11 October 2009
By Elizabeth Dodson
I have a confession to make… I completed my undergraduate and postgraduate degrees at the same institution, and I have now been a full time researcher there for almost 5 years. Apparently this is considered by many as academic suicide, but is it really such a bad thing?
Well there are a number of reasons to move around:
- To be exposed to new ideas and techniques
- To be challenged by new research areas
- To show that you’re adaptable and can work with new people in a range of settings
- To demonstrate a commitment to your own career development
Of course moving between institutions is also a product of the fixed term contract, but is it always necessary? People suspect that staying in the same place is somehow lazy. I’ve heard it compared to still living with your parents in your thirties, but such generalist assumptions annoy me.
I was lucky to get into my first choice university for my undergraduate degree. I wanted to do further research related to my final year project and applied for a studentship to stay on and complete a PhD. This relied on my continued access to the original subject group, at an organisation I had volunteered for over a number of years. These are not relationships that can be built quickly, so it made absolute sense to stay where I was.
At the start of my PhD I was looking for somewhere to live and found a mortgage on a small house would cost about the same a renting a single room. It was an obvious choice and one that reinforced my roots in this area. When it came to job hunting near the end of the PhD, I focused initially on jobs within commuting distance and my eye was particularly caught by a post at my university. It was in a research institute attached to the university, which also operated as a private consultancy. This was a totally different feel from my previous department and presented many new challenges.
I entered an entirely new research area and hit the ground running. I went from studying the effects of brain injuries to the causes of road accidents. I had been doing purely qualitative research and now had to master the collection and analysis of quantitative data. Having worked entirely within psychology, I now had to brush up on my maths and physics. Within a couple of weeks I was travelling to meetings across Europe to collaborate with experts from around the globe. I’ve spent time in France, Germany, the Czech Republic, the Netherlands, Sweden and America, learning new methods, sharing ideas and working with a highly diverse range of people.

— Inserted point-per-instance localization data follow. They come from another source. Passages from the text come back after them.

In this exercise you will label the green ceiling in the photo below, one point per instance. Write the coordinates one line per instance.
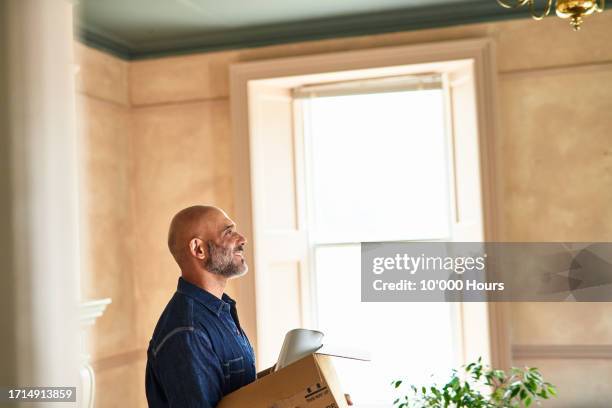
(136, 29)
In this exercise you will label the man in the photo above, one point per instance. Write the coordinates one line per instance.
(199, 352)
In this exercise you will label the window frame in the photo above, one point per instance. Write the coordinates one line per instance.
(293, 71)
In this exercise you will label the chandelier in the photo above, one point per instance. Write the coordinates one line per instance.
(572, 9)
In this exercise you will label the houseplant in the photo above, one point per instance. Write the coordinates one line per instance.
(479, 386)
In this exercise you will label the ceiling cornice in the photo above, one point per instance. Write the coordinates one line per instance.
(368, 24)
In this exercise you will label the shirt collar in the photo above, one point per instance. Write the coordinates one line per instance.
(209, 300)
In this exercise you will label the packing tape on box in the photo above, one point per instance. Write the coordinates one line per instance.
(307, 398)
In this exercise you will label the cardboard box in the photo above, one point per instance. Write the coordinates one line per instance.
(308, 383)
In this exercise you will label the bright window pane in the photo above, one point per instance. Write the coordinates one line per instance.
(408, 341)
(379, 168)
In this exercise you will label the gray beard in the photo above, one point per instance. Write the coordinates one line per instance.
(221, 262)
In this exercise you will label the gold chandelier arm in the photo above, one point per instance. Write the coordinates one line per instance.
(544, 14)
(514, 4)
(601, 5)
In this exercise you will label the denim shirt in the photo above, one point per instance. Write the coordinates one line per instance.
(198, 352)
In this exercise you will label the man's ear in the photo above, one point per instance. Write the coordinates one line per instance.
(196, 247)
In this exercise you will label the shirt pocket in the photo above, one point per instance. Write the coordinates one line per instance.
(234, 371)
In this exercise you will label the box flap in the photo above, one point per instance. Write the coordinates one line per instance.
(344, 352)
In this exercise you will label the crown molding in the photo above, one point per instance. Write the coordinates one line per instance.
(470, 12)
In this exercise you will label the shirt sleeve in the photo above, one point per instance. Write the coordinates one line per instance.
(189, 371)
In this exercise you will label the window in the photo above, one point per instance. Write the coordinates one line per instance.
(378, 171)
(301, 179)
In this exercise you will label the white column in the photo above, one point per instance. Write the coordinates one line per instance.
(38, 196)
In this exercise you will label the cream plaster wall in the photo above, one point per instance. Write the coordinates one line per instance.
(158, 138)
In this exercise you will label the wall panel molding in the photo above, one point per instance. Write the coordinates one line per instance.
(119, 359)
(562, 352)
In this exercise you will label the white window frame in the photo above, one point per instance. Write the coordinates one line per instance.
(288, 73)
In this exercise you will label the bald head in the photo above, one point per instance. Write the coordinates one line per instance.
(189, 223)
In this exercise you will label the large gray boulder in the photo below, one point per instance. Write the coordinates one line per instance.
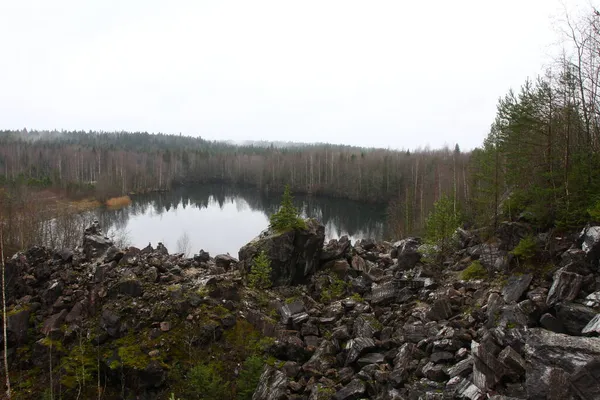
(590, 243)
(294, 255)
(407, 252)
(271, 386)
(554, 360)
(94, 241)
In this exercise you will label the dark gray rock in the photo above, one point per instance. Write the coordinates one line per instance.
(462, 368)
(384, 294)
(224, 261)
(371, 358)
(357, 347)
(512, 360)
(552, 357)
(565, 287)
(511, 233)
(130, 287)
(271, 386)
(295, 254)
(94, 242)
(441, 356)
(551, 323)
(592, 327)
(590, 243)
(366, 326)
(440, 310)
(354, 390)
(287, 311)
(53, 323)
(336, 249)
(586, 381)
(574, 317)
(407, 252)
(487, 369)
(322, 359)
(202, 256)
(18, 324)
(435, 372)
(516, 287)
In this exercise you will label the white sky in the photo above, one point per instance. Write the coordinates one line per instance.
(398, 74)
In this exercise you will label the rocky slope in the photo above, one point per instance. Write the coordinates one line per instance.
(373, 320)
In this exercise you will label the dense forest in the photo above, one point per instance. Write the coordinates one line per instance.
(540, 159)
(110, 164)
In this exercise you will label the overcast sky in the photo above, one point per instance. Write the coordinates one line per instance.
(398, 74)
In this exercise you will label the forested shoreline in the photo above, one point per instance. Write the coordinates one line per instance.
(539, 161)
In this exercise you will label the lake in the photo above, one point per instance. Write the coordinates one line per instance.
(222, 218)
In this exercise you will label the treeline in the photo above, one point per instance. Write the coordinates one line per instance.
(540, 159)
(110, 164)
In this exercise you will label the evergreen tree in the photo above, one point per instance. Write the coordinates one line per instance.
(441, 225)
(288, 216)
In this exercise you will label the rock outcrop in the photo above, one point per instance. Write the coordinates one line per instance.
(295, 255)
(343, 321)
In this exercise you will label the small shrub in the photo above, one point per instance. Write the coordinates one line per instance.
(525, 250)
(204, 381)
(287, 217)
(474, 271)
(260, 272)
(441, 225)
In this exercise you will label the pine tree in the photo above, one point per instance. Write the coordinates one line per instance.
(441, 225)
(288, 216)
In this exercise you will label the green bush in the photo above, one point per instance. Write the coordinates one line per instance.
(474, 271)
(594, 212)
(441, 225)
(260, 272)
(287, 217)
(204, 382)
(525, 250)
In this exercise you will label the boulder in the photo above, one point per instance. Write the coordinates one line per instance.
(592, 327)
(384, 294)
(94, 242)
(224, 261)
(407, 252)
(202, 256)
(354, 390)
(18, 324)
(566, 286)
(294, 255)
(552, 357)
(516, 287)
(336, 249)
(487, 369)
(357, 347)
(586, 380)
(272, 385)
(551, 323)
(511, 233)
(440, 310)
(590, 243)
(574, 317)
(492, 257)
(322, 359)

So I go back to the original list of reasons to move and why would I? I’m at a good university, with excellent resources for researchers and I now have that elusive open-ended contract. I’m constantly challenged and exposed to new ways of working within a world leading multidisciplinary team. I’m not saying that I’ll never explore pastures new, but I don’t want to feel forced to move by the assumption that you have to be employed in geographically different places to be somehow worthy as a researcher. For now at least, in the immortal words of Dorothy Gale, “There’s no place like home”.